Prosecution of minors for provision of material support to terrorism is difficult and controversial. These barriers often lead prosecutors to pursue lesser charges or shift cases to the state level when minors are accused of providing support to designated foreign terrorist organizations. For instance, Zakariya Abdin was accused of planning an attack against police in South Carolina on behalf of the Islamic State in 2015, when he was 16 years old. He initially pleaded guilty to a state-level firearms offense, carrying a sentence of one year in a juvenile facility. Following his parole, he made another attempt to provide support to the Islamic State through traveling to Syria—this time at the age of 18. Only then did the Justice Department charge Abdin with provision of material support. In another case in New Jersey, where 15-year-old Santos Colon pleaded guilty to providing material support to the Islamic State, a court released him to a halfway house pending sentencing. As part of the agreement, Colon now receives court-ordered counseling and visits with his family.
But Su, unlike Abdin or Colon, actually made it to Syria and purportedly fought alongside the Islamic State.

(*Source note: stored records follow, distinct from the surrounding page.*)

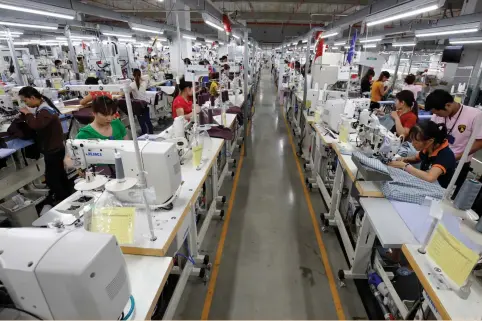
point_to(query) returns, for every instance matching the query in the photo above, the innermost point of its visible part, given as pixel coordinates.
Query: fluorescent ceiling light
(120, 35)
(4, 33)
(159, 32)
(39, 12)
(404, 44)
(25, 25)
(407, 14)
(448, 30)
(212, 24)
(3, 37)
(443, 33)
(463, 41)
(323, 36)
(370, 40)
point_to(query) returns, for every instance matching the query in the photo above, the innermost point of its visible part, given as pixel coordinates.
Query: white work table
(168, 223)
(446, 302)
(386, 222)
(147, 276)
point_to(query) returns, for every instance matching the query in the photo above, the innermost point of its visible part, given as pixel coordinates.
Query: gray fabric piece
(407, 150)
(407, 188)
(373, 163)
(386, 121)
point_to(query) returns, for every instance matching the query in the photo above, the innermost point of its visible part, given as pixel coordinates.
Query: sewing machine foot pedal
(341, 278)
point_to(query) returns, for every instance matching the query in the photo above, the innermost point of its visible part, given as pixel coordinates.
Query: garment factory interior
(240, 159)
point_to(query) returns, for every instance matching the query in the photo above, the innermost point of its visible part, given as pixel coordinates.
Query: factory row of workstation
(407, 233)
(108, 223)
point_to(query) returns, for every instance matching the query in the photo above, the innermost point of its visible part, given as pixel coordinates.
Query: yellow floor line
(219, 252)
(319, 239)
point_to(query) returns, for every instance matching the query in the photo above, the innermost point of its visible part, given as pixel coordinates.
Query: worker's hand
(397, 164)
(25, 110)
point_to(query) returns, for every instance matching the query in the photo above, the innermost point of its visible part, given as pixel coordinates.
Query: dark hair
(30, 92)
(370, 72)
(137, 79)
(183, 84)
(410, 79)
(429, 130)
(383, 74)
(92, 81)
(104, 105)
(407, 97)
(438, 99)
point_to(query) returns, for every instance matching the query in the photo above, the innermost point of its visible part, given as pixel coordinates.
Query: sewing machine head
(61, 274)
(160, 161)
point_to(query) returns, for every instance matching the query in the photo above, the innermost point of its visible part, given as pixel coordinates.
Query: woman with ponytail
(42, 116)
(436, 158)
(406, 113)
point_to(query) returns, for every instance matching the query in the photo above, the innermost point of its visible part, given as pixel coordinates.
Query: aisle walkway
(271, 267)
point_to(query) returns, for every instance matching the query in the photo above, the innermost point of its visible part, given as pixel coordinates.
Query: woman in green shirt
(104, 126)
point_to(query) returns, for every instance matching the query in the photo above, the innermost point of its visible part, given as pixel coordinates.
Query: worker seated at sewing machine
(213, 88)
(42, 116)
(105, 124)
(406, 113)
(93, 94)
(437, 159)
(182, 104)
(138, 90)
(379, 90)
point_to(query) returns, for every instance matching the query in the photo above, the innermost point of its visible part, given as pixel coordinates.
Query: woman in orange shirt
(378, 90)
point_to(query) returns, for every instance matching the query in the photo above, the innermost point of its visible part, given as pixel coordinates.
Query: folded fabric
(373, 163)
(407, 188)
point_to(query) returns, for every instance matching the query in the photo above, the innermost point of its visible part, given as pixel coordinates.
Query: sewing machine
(160, 161)
(59, 274)
(334, 109)
(375, 138)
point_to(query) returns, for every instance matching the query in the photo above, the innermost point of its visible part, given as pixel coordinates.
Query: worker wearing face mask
(42, 116)
(459, 120)
(378, 90)
(105, 125)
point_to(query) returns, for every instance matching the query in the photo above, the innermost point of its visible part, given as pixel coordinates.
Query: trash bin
(20, 211)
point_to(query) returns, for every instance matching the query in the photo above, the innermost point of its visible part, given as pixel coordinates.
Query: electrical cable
(131, 310)
(12, 307)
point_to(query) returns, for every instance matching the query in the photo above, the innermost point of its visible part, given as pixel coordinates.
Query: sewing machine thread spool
(210, 116)
(119, 167)
(467, 194)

Non-prosecutorial responses for cases like his—including counseling, return to familial custody and mental health services—potentially face other hurdles. The U.S. lacks an overarching strategy for deradicalization and disengagement of minors who have been involved in terrorist groups. Earlier cases involving minors of Su’s age returning from jihadist-controlled territory may not be helpful guides in the case of a minor with direct battlefield experience. In one example, the U.S. government purportedly facilitated the return of a pregnant 15-year-old Kansas girl who was forcibly married to an Islamic State fighter after her father brought her unwillingly to Syria, releasing her into the custody of her grandmother. In instances in which the minor participated in combat operations, however, law enforcement may not acquiesce to this type of response without stringent monitoring, supervision and extensive contingency plans should non-prosecutorial options fail.

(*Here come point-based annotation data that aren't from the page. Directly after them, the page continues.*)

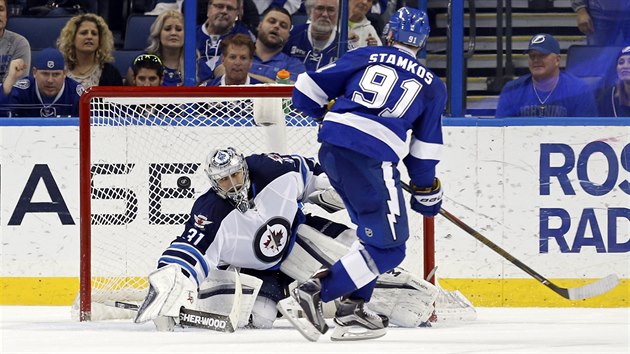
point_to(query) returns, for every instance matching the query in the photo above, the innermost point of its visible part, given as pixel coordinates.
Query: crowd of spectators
(260, 40)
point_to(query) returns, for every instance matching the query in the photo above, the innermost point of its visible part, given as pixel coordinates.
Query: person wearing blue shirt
(273, 33)
(237, 54)
(315, 43)
(221, 22)
(47, 93)
(380, 93)
(546, 91)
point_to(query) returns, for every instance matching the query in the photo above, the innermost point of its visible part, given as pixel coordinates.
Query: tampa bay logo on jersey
(271, 239)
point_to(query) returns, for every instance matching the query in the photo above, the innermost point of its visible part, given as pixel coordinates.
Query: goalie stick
(201, 319)
(598, 287)
(191, 318)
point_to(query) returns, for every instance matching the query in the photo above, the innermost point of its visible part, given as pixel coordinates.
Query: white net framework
(141, 152)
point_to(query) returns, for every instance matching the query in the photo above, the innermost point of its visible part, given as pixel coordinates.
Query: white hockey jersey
(217, 234)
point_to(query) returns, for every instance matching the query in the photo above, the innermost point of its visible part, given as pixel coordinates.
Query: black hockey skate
(307, 298)
(356, 322)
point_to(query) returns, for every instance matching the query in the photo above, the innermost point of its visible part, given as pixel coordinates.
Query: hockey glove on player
(427, 201)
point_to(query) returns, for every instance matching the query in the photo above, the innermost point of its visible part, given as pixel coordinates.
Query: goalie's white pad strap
(311, 247)
(169, 289)
(218, 293)
(404, 297)
(328, 199)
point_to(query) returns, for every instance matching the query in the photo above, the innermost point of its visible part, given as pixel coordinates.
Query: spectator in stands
(237, 56)
(147, 70)
(546, 91)
(221, 22)
(361, 33)
(165, 5)
(292, 6)
(604, 22)
(87, 44)
(47, 93)
(12, 45)
(315, 43)
(167, 42)
(273, 33)
(60, 7)
(614, 101)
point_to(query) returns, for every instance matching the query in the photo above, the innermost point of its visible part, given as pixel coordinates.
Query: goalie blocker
(173, 298)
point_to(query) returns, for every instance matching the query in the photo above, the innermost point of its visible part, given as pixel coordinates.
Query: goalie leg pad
(217, 294)
(169, 289)
(264, 313)
(311, 250)
(405, 298)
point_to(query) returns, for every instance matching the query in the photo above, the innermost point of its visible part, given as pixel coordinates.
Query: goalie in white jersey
(380, 93)
(251, 218)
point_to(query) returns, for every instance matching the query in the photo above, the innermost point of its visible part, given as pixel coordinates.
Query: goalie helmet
(409, 26)
(229, 176)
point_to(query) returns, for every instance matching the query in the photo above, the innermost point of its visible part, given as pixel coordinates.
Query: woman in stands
(87, 45)
(166, 40)
(615, 100)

The parameters of Su’s case point to the difficult decisions for that U.S. authorities must make in processing and prosecuting U.S. citizens captured while fighting for terrorist groups in Syria and Iraq. The choices—leaving Su in YPG custody, attempting to extradite Su with no guarantee of successful prosecution due to his minor status or providing him with non-prosecutorial deradicalization and disengagement programming in lieu of his potential combatant role—all have significant disadvantages. This “minor” issue may become a major concern for U.S. counterterrorism authorities in determining how best to process captured foreign fighters.